Divergence in Hierarchical Binomial Linear model not solved by non-centered model

I tried making a hierarchical linear model, but resulted in 20% divergence. I tried increasing the adapt_delta, and it helped, but did not entirely resolve the problem. I read this guide, and made a corresponding non-centered model, but this led to the same divergence issue. I think I must have a mistake in my stan model? Or I misunderstand something entirely? Below are my first model (centered) and second model (non-centered).

data {
  int<lower=0> ndrivers; // Number of drivers
  int<lower=0> nteams; // Number of teams
  int<lower=0> C[ndrivers]; // Number of failures per driver
  int<lower=0> N[ndrivers]; // Number of racers per driver
  int<lower=0> is_b_driver[ndrivers]; // Categorical Variable for A/B driver class
  int team[ndrivers]; // Categorical Variable for team
}

parameters {
  real mu;
  real<lower=0> sigma;
  real alpha[nteams]; // Unique intercept per team
  real beta;  // coefficient for driver class
}
transformed parameters {
  real logit_p[ndrivers];
  real p[ndrivers];
  // Linear predictor
  for (i in 1:ndrivers){
    logit_p[i] = alpha[team[i]] + beta * is_b_driver[i];
  }
  p = inv_logit(logit_p);
}

model {
  // Priors
  mu ~ normal(0, 100);
  sigma ~ cauchy(0, 5);
  alpha[nteams] ~ normal(mu, sigma);
  beta ~ normal(0, 100);
  // Likelihood
  C ~ binomial(N, p);
}

generated quantities {
  real inv_logit_beta; //
  inv_logit_beta = inv_logit(beta);
}

data {
  int<lower=0> ndrivers; // Number of drivers
  int<lower=0> nteams; // Number of teams
  int<lower=0> C[ndrivers]; // Number of failures per driver
  int<lower=0> N[ndrivers]; // Number of racers per driver
  int<lower=0> is_b_driver[ndrivers]; // Categorical Variable for A/B driver class
  int team[ndrivers]; // Categorical Variable for team
}

parameters {
  real mu;
  real<lower=0> sigma;
  real alpha[nteams]; // Unique intercept per team
  real beta_tilde;  // coefficient for driver class
}
transformed parameters {
  real beta;
  real logit_p[ndrivers];
  real p[ndrivers];
  // Linear predictor
  beta = mu + sigma * beta_tilde;
  for (i in 1:ndrivers){
    logit_p[i] = alpha[team[i]] + beta * is_b_driver[i];
  }
  p = inv_logit(logit_p);

}

model {
  // Priors
  mu ~ normal(0, 10);
  sigma ~ cauchy(0, 5);
  alpha[nteams] ~ normal(mu, sigma);
  beta ~ normal(0, 10);
  // Likelihood
  C ~ binomial(N, p);
}

generated quantities {
  real inv_logit_beta; //
  inv_logit_beta = inv_logit(beta);
}


Any thoughts on my mistake would be helpful.

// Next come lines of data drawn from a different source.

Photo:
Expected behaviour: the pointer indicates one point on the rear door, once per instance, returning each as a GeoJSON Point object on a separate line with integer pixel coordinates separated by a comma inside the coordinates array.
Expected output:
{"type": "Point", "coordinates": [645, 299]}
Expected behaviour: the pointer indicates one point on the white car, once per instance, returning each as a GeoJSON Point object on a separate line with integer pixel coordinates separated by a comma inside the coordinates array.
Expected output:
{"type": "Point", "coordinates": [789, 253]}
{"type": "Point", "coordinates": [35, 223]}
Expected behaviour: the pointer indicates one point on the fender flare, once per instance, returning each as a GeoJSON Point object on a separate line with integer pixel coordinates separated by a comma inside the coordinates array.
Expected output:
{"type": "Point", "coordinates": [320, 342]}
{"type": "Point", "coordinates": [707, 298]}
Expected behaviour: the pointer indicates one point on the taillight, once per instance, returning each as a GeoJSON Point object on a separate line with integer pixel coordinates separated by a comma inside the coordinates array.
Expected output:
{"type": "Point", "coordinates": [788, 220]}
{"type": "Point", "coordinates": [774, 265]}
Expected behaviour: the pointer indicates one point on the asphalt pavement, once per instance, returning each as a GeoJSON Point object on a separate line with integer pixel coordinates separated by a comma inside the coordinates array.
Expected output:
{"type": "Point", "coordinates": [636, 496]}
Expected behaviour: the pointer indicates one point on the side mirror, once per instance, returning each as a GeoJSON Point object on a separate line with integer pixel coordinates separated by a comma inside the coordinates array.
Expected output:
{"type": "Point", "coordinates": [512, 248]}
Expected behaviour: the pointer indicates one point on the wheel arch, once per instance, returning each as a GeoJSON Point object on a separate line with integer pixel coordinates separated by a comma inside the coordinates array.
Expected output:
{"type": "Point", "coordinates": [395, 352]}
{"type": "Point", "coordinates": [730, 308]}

I figured out my issue. I didn’t uncenter the parameter I was pooling.

So I tried fixing my un-centering. I am still having divergence issues. Did I make a mistake? Here is my new model:


data {
  int<lower=0> ndrivers; // Number of drivers
  int<lower=0> nteams; // Number of teams
  int<lower=0> C[ndrivers]; // Number of failures per driver
  int<lower=0> N[ndrivers]; // Number of racers per driver
  int<lower=0> is_b_driver[ndrivers]; // Categorical Variable for A/B driver class
  int team[ndrivers]; // Categorical Variable for team
}

parameters {
  real mu;
  real<lower=0> sigma;
  real alpha_tilde[nteams]; // Unique intercept per team
  real beta;  // coefficient for driver class
}
transformed parameters {
  real alpha[nteams];
  real logit_p[ndrivers];
  real p[ndrivers];
  // Linear predictor
  for (i in 1:nteams){
    alpha[i] = mu + sigma * alpha_tilde[i];
  }
  for (i in 1:ndrivers){
    logit_p[i] = alpha[team[i]] + beta * is_b_driver[i];
  }
  p = inv_logit(logit_p);

}

model {
  // Priors
  mu ~ normal(0, 100);
  sigma ~ cauchy(0, 5);
  alpha_tilde[nteams] ~ normal(0, 100);
  beta ~ normal(0, 10);
  // Likelihood
  C ~ binomial(N, p);
}

generated quantities {
  real inv_logit_beta; //
  inv_logit_beta = inv_logit(beta);
}